Hyperthyroidism in Pets and Companion Animals

Hyperthyroidism does affect pets, but to differing degrees; it is the single most common glandular disorder in cats, while it is rare in dogs. In cats, it is caused by an overproduction of the thyroid hormone thyroxine, and increases the animal’s metabolism. In dogs, it is usually caused by either a tumor of the thyroid, or as a result of medication given to them to combat underproduction of thyroid hormones (hypothyroidism).

Normally, the thyroid gland produces thyroid hormones for use in the body as it is signaled to do so by the pituitary gland. These thyroid hormones regulate the chemical processes occurring in the cells throughout the animal’s body.

hyperthyroidism in pets

If there are too many of the thyroid hormones being produced, as in the case of hyperthyroidism, it throws the body’s processes into an accelerated state, resulting in increased metabolism and a host of other symptoms, including anxiety, weight loss, diarrhea and many others.

Signs and Effects of Hyperthyroidism in Pets

The most common symptom of hyperthyroidism in pets and companion animals is increased appetite combined with weight loss. Other symptoms can include:

  • Excessive thirst
  • Panting
  • Hyperactivity
  • Unkempt appearance
  • Vomiting
  • Increased urination
  • Increased shedding
  • Poor body condition
  • Rapid breathing
  • Difficulty in breathing
  • An enlarged thyroid gland (which can be felt as a lump on the neck in some cases), and
  • Rapid or abnormal heart rate.

In some cases, dogs with hyperthyroidism exhibit the opposite of some of these symptoms. They can seem to suffer from general apathy with a loss of appetite, weakness, and depression.
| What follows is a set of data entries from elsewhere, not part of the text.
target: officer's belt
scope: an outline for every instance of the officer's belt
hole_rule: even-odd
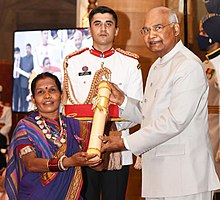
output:
[[[220,106],[208,106],[209,114],[220,114]]]

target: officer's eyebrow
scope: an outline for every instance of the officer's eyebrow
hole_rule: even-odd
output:
[[[102,22],[101,20],[95,20],[93,23],[99,23],[99,22]],[[114,21],[113,20],[106,20],[106,21],[104,21],[104,23],[114,23]]]

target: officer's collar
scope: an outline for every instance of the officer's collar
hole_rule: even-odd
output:
[[[212,51],[211,53],[207,54],[206,58],[210,60],[210,59],[213,59],[213,58],[215,58],[219,55],[220,55],[220,48],[218,48],[215,51]]]
[[[107,58],[109,56],[111,56],[112,54],[115,53],[115,50],[113,48],[107,50],[107,51],[104,51],[104,52],[101,52],[97,49],[95,49],[94,47],[92,49],[89,50],[90,53],[94,56],[97,56],[97,57],[100,57],[100,58]]]

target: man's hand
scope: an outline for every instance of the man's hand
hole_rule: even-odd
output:
[[[116,84],[109,83],[109,85],[111,87],[110,102],[120,106],[125,99],[124,93],[119,89],[119,87]]]
[[[216,155],[215,155],[215,162],[219,162],[220,161],[220,150],[218,149]]]
[[[124,141],[118,136],[99,136],[102,140],[101,152],[126,150]]]

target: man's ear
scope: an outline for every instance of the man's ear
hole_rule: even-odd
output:
[[[118,32],[119,32],[119,27],[116,27],[115,28],[115,37],[118,35]]]
[[[88,33],[89,33],[89,35],[91,35],[91,29],[90,29],[90,27],[88,28]]]
[[[174,24],[174,32],[175,32],[175,36],[180,35],[180,25],[179,24]]]

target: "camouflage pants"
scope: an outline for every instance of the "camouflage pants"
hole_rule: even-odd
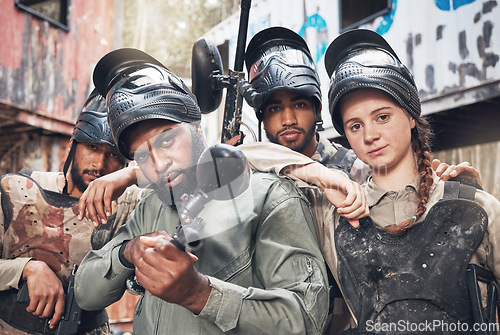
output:
[[[11,326],[9,326],[7,323],[5,323],[2,319],[0,319],[0,335],[26,335],[29,333],[25,333],[23,331],[17,330]],[[111,334],[109,330],[109,324],[106,323],[105,325],[102,325],[99,328],[96,328],[94,330],[81,333],[80,335],[109,335]]]

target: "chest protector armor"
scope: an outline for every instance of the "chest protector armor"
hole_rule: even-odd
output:
[[[358,228],[341,219],[335,230],[339,281],[359,333],[378,333],[367,325],[400,320],[461,322],[472,329],[466,271],[488,225],[474,194],[471,186],[446,182],[443,199],[402,236],[370,217]]]
[[[78,198],[44,190],[23,174],[0,179],[4,238],[2,258],[33,257],[44,261],[66,286],[74,264],[110,238],[113,218],[94,228],[78,220]]]

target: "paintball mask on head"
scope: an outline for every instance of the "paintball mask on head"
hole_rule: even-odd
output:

Diagnosis of Hyperthyroidism in Pets

In dogs, a preliminary diagnosis may sometimes be made based on the veterinarian palpating the enlarged thyroid gland through the animal’s skin. Following this, a battery of tests, including complete blood work and a urinalysis, will most likely be ordered.

Finding a high concentration of thyroxine in the blood will usually be enough to confirm a diagnosis of hyperthyroidism, though in some cases of hyperthyroid (especially early cases), high concentrations of the hormone may not be present, making a definitive diagnosis more problematic. Your vet may also perform a variety of other tests, including a thyroid gland scintigraphy, and take X-rays to determine the potential metastasis of a thyroid tumor.

In cats, hyperthyroidism can cause similar symptoms as a host of other common diseases affecting older cats, including inflammatory bowel disease, kidney failure, diabetes, and intestinal cancer.

Your vet will most likely order a complete blood chemistry panel and urinalysis to rule out several other potential problems prior to arriving at a positive diagnosis through a simple blood test looking for elevated thyroxine in the blood. In a small percentage of cats, hyperthyroidism is very challenging to diagnose as its effects are masked by other concurrent conditions or illnesses.

Treatment Options for Hyperthyroidism in Pets

In dogs with elevated thyroid hormone levels due to over-medication for hypothyroidism, a simple adjustment of medication may be enough to solve the problem. In cases where a tumor on the thyroid is determined to be the cause of the issue, surgical removal of the affected gland, sometimes in conjunction with radiation therapy depending on the size and invasiveness of the tumor, will be necessary.

In cats, three treatment options are typically used. Oral administration of a medication like Methimazole can regulate the output of the thyroid gland for the remainder of the pet’s life is typically the first option considered. Unfortunately, These medications are typically very well tolerated in animals.

As a second option, surgical removal of the affected gland or a tumor on the gland may be the best course of treatment. The third and most effective treatment option involves the administration of radioactive iodine, which concentrates in the thyroid naturally, and irradiates the benign tumor causing the issue from within.